Esse foi o ponto de partida. Para implementar uma cultura de inovação ou criar produtos inovadores é necessário planejamento, paciência, disciplina de execução e de acompanhamento. Não é algo que se consegue da noite para o dia. Leva tempo.
Ter um líder engajado em promovê-la é o primeiro passo para que isso ocorra. Mas sabemos que uma andorinha só não faz verão, e certamente ele precisará de apoio e outros novos executivos que contribuam com o direcionamento de suas decisões. Foi exatamente desta maneira que conseguimos definir e avançar com as frentes de Inovação na Tupy (Tupy Up e Tupy Tech, cada uma liderada por um especialista nos temas a serem explorados).
E é aqui que também faz diferença o conselho de administração existente. O board é um aliado poderoso que todo CEO deve ter, principalmente no começo, quando sobram dúvidas e faltam certezas. Lembra daquelas perguntas do início do artigo? Pois os conselheiros certamente poderão direcioná-las ou ajudar a respondê-las.
Com base nas bagagens e conhecimento dos integrantes do board, estes conseguirão desenhar junto com o CEO o plano estratégico que contenha as definições do que é a inovação, que tipo de inovação será adotada e com qual o objetivo, como o processo será implementado, quais indicadores serão adotados, prazos, estrutura necessária, etc.
É o que eu chamo de “the problem to be solved and the job to be done”.
Em se tratando de inovação, quanto mais diverso o conselho, melhor. Membros com formações, habilidades, idades, gêneros e culturas regionais diferentes são um convite para um debate plural, com abertura ao contraditório e aprofundamento do tema. Dessa forma, cria-se um ambiente propício para responder as questões com o máximo de transparência, com todos os prós e contras.
Mas o papel do conselho não se limita a isso. Ele também deverá ser fiador do plano, dando lastro ao CEO. E por que isso é importante? Porque inovar está longe de ser uma atividade “simpática” aos olhos de muita gente.
Inovar, por mais nobre que seja seu fim, significa quebrar paradigmas. É um processo de mudança, que sempre gera alguma tensão ou resistência.
Para superar os muros de objeção é preciso ter uma estratégia à parte.
Embora o conselho não tenha o papel de executor, ele vai apoiar o executivo, apontando os melhores caminhos para demover os intransigentes e trazê-los para junto do processo, transformando-os de opositores em aliados ou, no mínimo, em elementos neutros.

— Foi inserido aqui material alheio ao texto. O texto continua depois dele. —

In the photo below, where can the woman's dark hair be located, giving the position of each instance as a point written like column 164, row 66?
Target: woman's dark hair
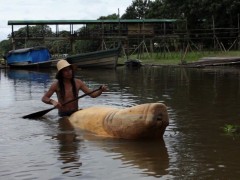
column 61, row 85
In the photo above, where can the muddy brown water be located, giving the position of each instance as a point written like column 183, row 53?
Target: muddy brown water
column 200, row 102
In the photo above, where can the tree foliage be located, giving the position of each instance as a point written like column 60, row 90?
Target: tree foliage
column 197, row 13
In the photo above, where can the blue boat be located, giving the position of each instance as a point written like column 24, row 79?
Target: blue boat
column 35, row 57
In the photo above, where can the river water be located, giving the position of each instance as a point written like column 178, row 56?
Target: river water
column 200, row 103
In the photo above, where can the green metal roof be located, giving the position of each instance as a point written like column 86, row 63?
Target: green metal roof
column 62, row 22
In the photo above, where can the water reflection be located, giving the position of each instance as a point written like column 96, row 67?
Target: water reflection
column 200, row 102
column 68, row 147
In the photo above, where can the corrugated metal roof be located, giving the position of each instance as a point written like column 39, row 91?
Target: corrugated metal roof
column 62, row 22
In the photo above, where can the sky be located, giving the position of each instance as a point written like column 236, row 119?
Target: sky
column 56, row 10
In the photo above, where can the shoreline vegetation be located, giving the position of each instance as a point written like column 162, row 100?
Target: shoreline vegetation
column 177, row 58
column 170, row 58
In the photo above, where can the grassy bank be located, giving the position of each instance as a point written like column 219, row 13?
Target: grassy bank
column 175, row 58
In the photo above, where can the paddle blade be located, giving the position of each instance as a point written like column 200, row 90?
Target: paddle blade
column 37, row 114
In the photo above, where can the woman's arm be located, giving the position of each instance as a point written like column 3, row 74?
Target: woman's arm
column 47, row 96
column 85, row 89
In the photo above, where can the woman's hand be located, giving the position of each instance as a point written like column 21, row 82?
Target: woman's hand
column 55, row 103
column 104, row 88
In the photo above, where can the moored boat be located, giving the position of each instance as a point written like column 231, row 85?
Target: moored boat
column 35, row 57
column 98, row 59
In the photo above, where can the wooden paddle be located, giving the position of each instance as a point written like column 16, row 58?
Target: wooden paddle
column 41, row 113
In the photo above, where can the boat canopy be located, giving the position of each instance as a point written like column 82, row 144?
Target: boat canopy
column 30, row 55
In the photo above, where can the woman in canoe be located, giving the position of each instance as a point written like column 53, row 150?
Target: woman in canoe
column 67, row 88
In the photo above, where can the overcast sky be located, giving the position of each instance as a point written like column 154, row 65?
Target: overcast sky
column 56, row 10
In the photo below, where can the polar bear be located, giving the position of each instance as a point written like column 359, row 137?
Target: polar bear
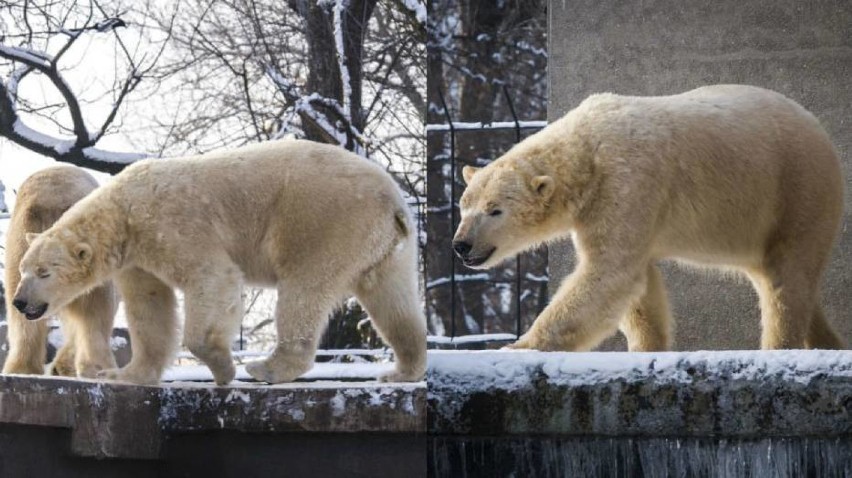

Como vimos, implementar a cultura da inovação requer tempo, resiliência e estratégia, mas também senso de urgência. O mundo está em permanente mudança, e reiterando a frase que usei no início, o custo de não inovar é o custo de existir ou não.
*Claudia Elisa Soares é especialista em ESG e transformação de negócios e líderes e conselheira em companhias abertas e familiares – Tupy, Even, Grupo Cassol, Bernoulli Educação e Gouvêa Ecosystem. Em mais de 30 anos de carreira ocupou posições C-level em empresas como AMBEV, GPA, Votorantim Cimentos, Via, FNAC e EMS. Também atua como palestrante, advisor e mentora.